Avec le début de la trêve hivernale, toutes les procédures d’expulsion vont être suspendues jusqu’au printemps 2017. Un sursis, trop court, pour des milliers de familles.

Quelle qu’en soit la cause, une expulsion est toujours une expérience traumatisante pour les personnes qui la subissent et un constat d’échec pour l’ensemble des acteurs (associations, travailleurs sociaux, justice) qui les accompagnent. Elle interpelle également nos sociétés qui font du logement un bien comme les autres. Il n’en est rien. Le logement est une condition essentielle pour accéder à un emploi et vivre décemment.

C’est pourquoi on ne peut que réagir face aux chiffres du ministère de la Justice qui font état d’une augmentation importante des décisions d’expulsions : + 15 % entre 2010 et 2015. Plus grave, les expulsions effectives sont passées de 10 824 en 2010 à 14 363 en 2015, soit 3 500 familles de plus à la rue.

Une certitude : ces chiffres témoignent des difficultés croissantes que rencontrent les locataires pour payer leur loyer et leurs charges. Le prix des logements en zones tendues porte certainement une part de responsabilité. Tout comme le développement d’une précarité galopante dans les territoires plus ruraux, que nous constatons tous les jours sur le terrain.

Ces chiffres confirment aussi la lenteur avec laquelle les nouveaux dispositifs de prévention issus de la loi ALUR se mettent en place.
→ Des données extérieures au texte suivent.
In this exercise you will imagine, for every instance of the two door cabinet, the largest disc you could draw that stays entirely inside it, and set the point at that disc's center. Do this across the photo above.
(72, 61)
Bien des familles, lorsqu’elles rencontrent des difficultés, ne savent pas vers quels interlocuteurs se tourner. Or, tous les acteurs sont unanimes : il faut agir le plus tôt possible pour ne pas en arriver à l’expulsion.

Sur ce point, l’attitude des bailleurs sociaux nous interpelle. Si on peut comprendre que les particuliers aient du mal à s’inscrire dans une logique de prévention (pression financière, manque d’informations, procédures complexes), les organismes HLM ont, eux, les compétences et les contacts pour gérer les impayés, en maintenant le locataire dans les lieux ou en le relogeant. Or, eux-mêmes le reconnaissent : « l’activité contentieuse s’est globalement accrue depuis 2012 et particulièrement sur le début de la procédure (commandements de payer et assignations en justice) », selon une enquête de l’Union sociale pour l’habitat publiée en septembre 2016. Une politique qu’ils justifient par « la volonté de « faire réagir » le locataire ».

Ce comportement brutal ne peut être qualifié de social. Plutôt que menacer les locataires, mieux vaudrait les informer sur leurs droits et les accompagner. La CLCV rappelle son opposition à toute expulsion, surtout lorsqu’elle est le fait d’un bailleur social dont la vocation est d’accueillir et de protéger les publics fragiles. Par ailleurs, un locataire expulsé peut faire valoir son droit au logement (DALO) et ainsi être relogé en HLM, ce qui rend toute expulsion d’autant plus absurde.